Type Journal Article - Sociology of Health and Illness
Title Understanding the origins and prevalence of AIDS conspiracy beliefs in the United States and South Africa
Author(s)
Volume 35
Issue 1
Publication (Day/Month/Year) 2012
Page numbers 113-129
URL https://onlinelibrary.wiley.com/doi/abs/10.1111/j.1467-9566.2012.01480.x
Abstract
Abstract The human immunodeficiency virus (HIV) originated from cross-species transmission of the simian immunodeficiency virus from primates to humans. Yet a significant minority of people in the United States (US) and South Africa believe that HIV was deliberately created by scientists as a bioweapon. Scholars in the humanities emphasise the historical context, socially situated character and psycho-social dimensions of such aetiological narratives. This is important, but so is the role of individual agents participating in the cultic milieu in which oppositional ideas such as HIV conspiracy theories are borrowed across national, ideological and political divides.

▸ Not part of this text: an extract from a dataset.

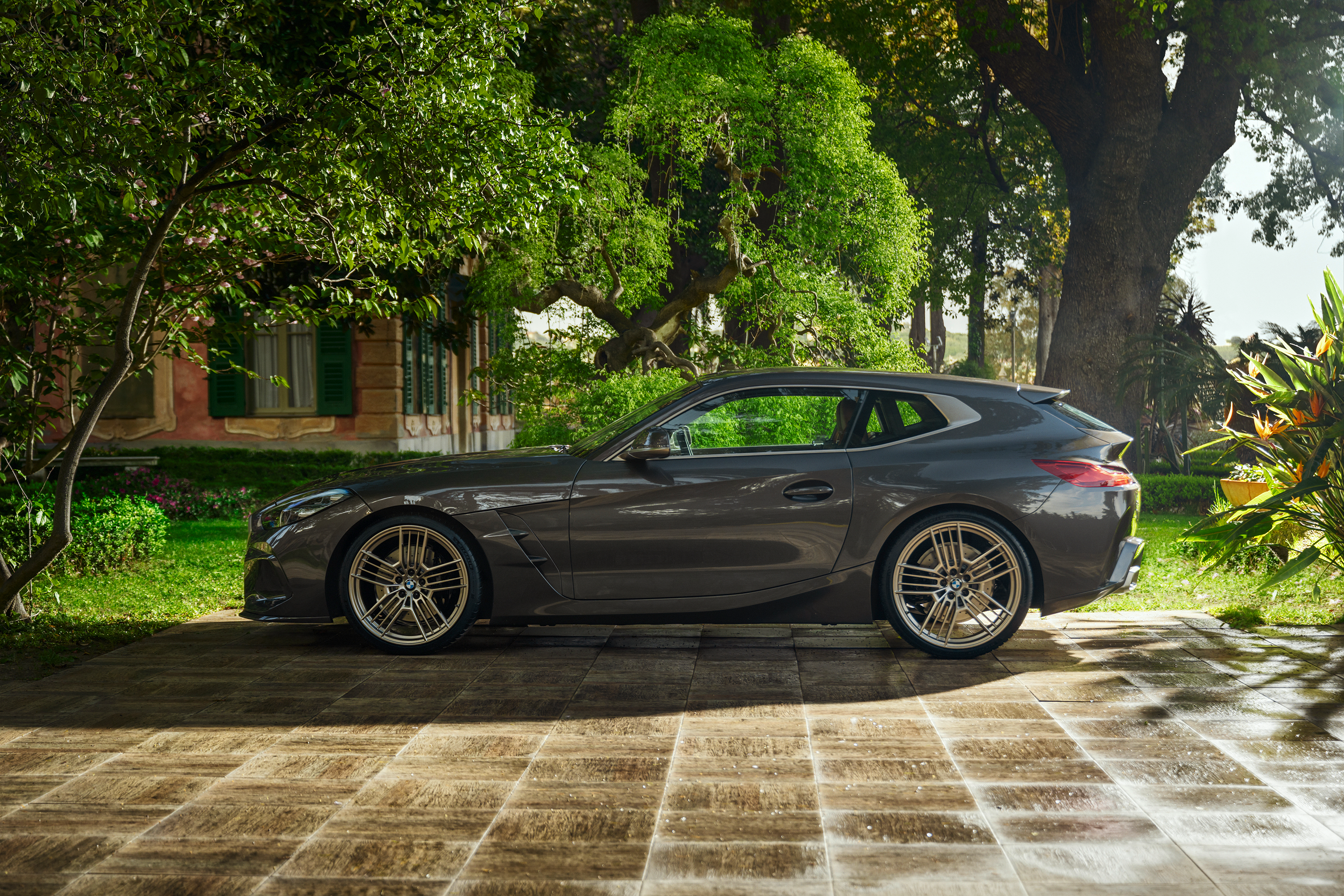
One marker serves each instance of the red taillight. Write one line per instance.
(1089, 474)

This article discusses the origins of the legend of ‘HIV as bioweapon’ and summarises the available evidence on the prevalence of acquired immune deficiency syndrome (AIDS) conspiracy beliefs in the US and South Africa. This is followed by a discussion of the history of biowarfare and racial oppression which renders the legend (and its local South African variants) believable for many people. The article then moves beyond socio-historical analysis to argue that analytical space needs to be created to critique the political leaders who promoted AIDS conspiracy beliefs.